Solution NMR structure of TEAD. (A) Ribbon diagram shows front view of the TEAD fold in which helices H1 and H2 pack against H3. N and C termini are labeled. (B) View down the H3 helix illustrates hydrophobic residues (sticks) contributing to core packing and the surface hydrophobic patch. (C) TEAD unfolds with a midpoint of 2.5 M urea.
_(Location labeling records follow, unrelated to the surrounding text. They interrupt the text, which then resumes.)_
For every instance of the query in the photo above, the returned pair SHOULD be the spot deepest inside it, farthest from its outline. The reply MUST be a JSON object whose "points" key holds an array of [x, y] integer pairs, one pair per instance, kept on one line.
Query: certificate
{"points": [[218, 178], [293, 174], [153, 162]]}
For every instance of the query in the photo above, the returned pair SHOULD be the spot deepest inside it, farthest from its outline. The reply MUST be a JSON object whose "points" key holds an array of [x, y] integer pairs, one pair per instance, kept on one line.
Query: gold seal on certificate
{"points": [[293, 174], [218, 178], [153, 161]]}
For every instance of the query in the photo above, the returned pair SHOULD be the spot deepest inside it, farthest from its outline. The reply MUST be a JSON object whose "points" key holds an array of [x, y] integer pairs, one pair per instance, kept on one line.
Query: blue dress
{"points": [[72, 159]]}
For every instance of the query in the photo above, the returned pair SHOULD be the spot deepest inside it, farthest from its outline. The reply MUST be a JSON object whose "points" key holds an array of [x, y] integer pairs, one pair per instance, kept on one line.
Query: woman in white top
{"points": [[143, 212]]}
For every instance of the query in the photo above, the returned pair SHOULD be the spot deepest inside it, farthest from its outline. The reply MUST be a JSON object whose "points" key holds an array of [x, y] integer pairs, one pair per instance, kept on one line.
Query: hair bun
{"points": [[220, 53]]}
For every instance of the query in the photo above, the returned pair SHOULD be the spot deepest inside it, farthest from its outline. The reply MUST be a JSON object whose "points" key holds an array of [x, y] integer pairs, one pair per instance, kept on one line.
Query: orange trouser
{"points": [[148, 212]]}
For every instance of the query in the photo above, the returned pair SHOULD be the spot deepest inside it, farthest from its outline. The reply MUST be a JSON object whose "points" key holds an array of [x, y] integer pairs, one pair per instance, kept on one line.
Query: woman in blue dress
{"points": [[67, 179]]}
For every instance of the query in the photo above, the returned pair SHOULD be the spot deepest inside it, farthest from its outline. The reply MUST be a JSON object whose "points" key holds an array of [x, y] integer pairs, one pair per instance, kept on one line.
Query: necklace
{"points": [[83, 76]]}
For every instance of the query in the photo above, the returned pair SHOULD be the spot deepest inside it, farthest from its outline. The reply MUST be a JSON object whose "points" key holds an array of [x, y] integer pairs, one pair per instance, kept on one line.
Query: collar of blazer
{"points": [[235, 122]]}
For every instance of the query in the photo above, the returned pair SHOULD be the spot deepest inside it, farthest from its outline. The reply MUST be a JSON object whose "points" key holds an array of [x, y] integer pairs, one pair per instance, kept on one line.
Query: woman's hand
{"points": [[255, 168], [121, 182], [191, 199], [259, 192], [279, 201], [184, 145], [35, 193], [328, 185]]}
Fluorescence intensity is relative to that of an equimolar solution of N-acetyl tryptophanamide (NATA).
TEAD Structure.
TEAD is a folded globular protein made of three α-helices, H1, H2, and H3 (Fig. 2A). H1 and H2 are nearly antiparallel with an interhelical angle of 36° (H1-H2). H1 and H2 pack on either side of the H3 with interhelix angles of 109.8° (H1-H3) and 101.2° (H2-H3). Residues 32–34 and 59–60 exist in β space, which allows loops to reverse direction. Residues 1–11, 24–31, 35–42, 55–58, and 61 are unstructured. Of 28 hydrophobic residues in TEAD, the core consists of only 12 residues (Ile-13, Ile-47, Ile-51, Ile-68; Val-64; Leu-21, Leu-71; Ala-48, Ala-20; Phe-17; and Thr-55, Thr-58; Fig. 2B). Of these, L71 makes weak contact to L21 alone. T58 interacts with I13 and T55 to stabilize the L2 loop. The relatively few hydrophobic contacts defining the protein core predicts the thermodynamic stability of TEAD to be low. Consistent with this observation, TEAD unfolds irreversibly with a midpoint for urea denaturation of 2.5 M (Fig. 2C). The TEAD surface contains a hydrophobic patch that consists of I23, Y24, L46, Y50, and L53 and is created by the H1- H2 contact (Fig. 2B). This surface is likely to be a protein docking site (see below).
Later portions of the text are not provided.